Su antiguo barrio es tranquilo, silencioso, como para ponerte una bata, fumarte un par de pipas e inventarte a José Arcadio Buendía
Muchos años después, cuando García Márquez ya llevaba tiempo viviendo en su definitiva casa de la calle Fuego, donde el escritor tenía una buganvilla a la que adoraba y un árbol muy lindo de magnolias, Zabludovsky era uno de los amigos que lo acompañaban al piano-bar del edificio cultural Polyforum. El periodista dice que al Nobel le gustaba tomar “una copita de champán”. La dueña del bar, Magdalena Rodríguez, precisa que cuando empezó a ir a su local, como a partir del año 2000, bebía whisky Glenfiddich, y que fue algo más tarde cuando se pasó al champán.
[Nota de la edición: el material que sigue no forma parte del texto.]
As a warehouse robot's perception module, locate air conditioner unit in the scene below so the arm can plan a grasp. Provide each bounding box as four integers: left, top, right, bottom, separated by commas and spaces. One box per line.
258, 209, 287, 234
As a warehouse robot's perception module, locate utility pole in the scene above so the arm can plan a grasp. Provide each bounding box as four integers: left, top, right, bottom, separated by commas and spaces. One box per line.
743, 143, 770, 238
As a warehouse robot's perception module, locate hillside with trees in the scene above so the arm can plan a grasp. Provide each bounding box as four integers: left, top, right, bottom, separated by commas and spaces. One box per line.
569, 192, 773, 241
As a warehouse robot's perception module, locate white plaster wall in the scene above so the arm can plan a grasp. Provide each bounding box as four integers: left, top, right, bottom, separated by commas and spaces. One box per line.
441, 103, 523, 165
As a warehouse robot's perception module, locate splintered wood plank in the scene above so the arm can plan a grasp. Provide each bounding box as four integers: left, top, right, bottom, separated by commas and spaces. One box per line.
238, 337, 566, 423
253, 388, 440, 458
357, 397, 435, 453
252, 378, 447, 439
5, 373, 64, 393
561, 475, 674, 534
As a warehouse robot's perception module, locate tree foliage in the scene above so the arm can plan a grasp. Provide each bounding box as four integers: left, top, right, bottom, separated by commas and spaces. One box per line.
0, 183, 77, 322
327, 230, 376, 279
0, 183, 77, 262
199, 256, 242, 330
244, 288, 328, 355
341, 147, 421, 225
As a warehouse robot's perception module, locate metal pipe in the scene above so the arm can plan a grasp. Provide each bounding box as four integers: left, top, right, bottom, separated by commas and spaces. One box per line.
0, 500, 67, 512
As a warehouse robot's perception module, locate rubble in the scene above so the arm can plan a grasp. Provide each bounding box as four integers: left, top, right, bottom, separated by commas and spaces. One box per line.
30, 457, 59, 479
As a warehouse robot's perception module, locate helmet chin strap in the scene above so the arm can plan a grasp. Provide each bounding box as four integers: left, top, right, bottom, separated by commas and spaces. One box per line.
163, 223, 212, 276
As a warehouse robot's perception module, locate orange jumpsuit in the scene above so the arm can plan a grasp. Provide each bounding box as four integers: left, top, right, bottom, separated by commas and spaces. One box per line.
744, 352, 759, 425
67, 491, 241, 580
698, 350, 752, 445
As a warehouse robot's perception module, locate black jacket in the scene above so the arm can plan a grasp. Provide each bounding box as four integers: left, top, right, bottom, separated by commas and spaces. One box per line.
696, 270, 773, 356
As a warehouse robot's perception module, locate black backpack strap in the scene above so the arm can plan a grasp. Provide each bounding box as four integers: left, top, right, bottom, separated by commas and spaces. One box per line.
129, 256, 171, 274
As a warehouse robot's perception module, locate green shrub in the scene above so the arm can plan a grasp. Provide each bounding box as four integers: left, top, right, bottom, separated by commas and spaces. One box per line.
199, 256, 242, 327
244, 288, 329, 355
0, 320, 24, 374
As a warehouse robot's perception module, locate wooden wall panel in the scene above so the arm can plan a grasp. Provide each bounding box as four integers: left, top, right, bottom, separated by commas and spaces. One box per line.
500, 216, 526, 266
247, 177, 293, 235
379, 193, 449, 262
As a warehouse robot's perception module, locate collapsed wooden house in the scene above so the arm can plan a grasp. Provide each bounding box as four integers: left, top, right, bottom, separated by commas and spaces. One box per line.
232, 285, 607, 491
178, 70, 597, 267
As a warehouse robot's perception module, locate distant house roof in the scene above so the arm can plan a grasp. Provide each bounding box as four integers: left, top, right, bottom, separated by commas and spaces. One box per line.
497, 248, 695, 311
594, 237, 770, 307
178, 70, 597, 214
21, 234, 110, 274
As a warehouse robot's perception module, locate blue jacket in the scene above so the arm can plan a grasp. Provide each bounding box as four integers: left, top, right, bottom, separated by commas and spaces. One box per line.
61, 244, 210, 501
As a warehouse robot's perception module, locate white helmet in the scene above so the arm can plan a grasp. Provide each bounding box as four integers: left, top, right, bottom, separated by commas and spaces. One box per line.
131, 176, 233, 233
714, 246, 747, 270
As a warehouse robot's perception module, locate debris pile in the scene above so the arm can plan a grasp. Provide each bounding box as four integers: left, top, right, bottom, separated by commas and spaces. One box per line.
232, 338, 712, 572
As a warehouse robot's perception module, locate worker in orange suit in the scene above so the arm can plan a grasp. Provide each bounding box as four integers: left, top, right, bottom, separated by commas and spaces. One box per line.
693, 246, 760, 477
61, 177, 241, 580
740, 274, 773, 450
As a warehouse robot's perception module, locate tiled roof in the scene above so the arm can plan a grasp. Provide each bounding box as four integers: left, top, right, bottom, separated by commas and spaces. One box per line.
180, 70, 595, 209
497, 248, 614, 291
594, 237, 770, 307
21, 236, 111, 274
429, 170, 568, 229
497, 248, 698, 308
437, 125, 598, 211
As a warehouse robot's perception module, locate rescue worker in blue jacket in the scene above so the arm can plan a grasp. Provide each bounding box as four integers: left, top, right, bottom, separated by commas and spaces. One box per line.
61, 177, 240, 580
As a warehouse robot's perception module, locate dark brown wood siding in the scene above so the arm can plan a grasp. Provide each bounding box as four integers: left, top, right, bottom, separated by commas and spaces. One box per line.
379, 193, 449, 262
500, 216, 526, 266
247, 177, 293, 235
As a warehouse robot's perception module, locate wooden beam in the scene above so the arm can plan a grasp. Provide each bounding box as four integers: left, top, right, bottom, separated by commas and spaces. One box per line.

De comer pedía siempre pescado, por ejemplo un atún bien sellado. De postre le gustaba el helado de vainilla. Magdalena Rodríguez conoció a García Márquez y a Mercedes Barcha un domingo a las seis de la tarde en un restaurante del sur de la ciudad de México. Se le acercó y le dio las gracias. El escritor le preguntó gracias de qué. “Del cólera, del coronel, de la soledad”, le dijo ella. Él la invitó a sentarse y estuvieron charlando un rato.
Magdalena Rodríguez les dijo que tenía un bar.
Cuatro días después, de improviso, un miércoles a las doce de la noche, Gabriel García Márquez apareció por la puerta de su bar. Iba con el periodista colombiano Roberto Pombo y con las esposas de ambos. Al final de aquella velada inesperada, cuando se fue su ídolo, Magdalena Rodríguez se quedó con sensación de inquietud “y con un agradecimiento muy grande a Dios por la oportunidad de haberlo estado escuchando”. Luego serían amigos. Aquella noche lo escuchó de cerca hablar de Pablo Neruda.
En las paredes del piano-bar había retratos de famosos hechos por el caricaturista mexicano Luis Carreño. El dibujante, que pintó al escritor varias veces, dice que la cara de García Márquez estaba “llena de triángulos”.
El bigote.
Las cejas.
También le gustaba de él su manera de bailar y su forma de llegar “un poco erguido, como echado para atrás, nunca encorvado”. Carreño recuerda que a veces en el bar de Magdalena lo intentaban grabar con cámaras y él las rehuía. Otros, cuando se daban cuenta de quién estaba allí, salían corriendo a una librería y regresaban con dos o tres libros en una bolsita para que se los firmara.
A principios de abril, cuando se informó de que García Márquez estaba ingresado en un hospital de la ciudad de México, Luis Carreño hizo una viñeta para el diario El Universal. Lo retrató sentado en un sillón dentro del hospital en aquellos días en que todo el mundo hablaba de su salud. De la cabeza del escritor sale un globito con un pensamiento interior. No he tenido ni un segundo de soledad.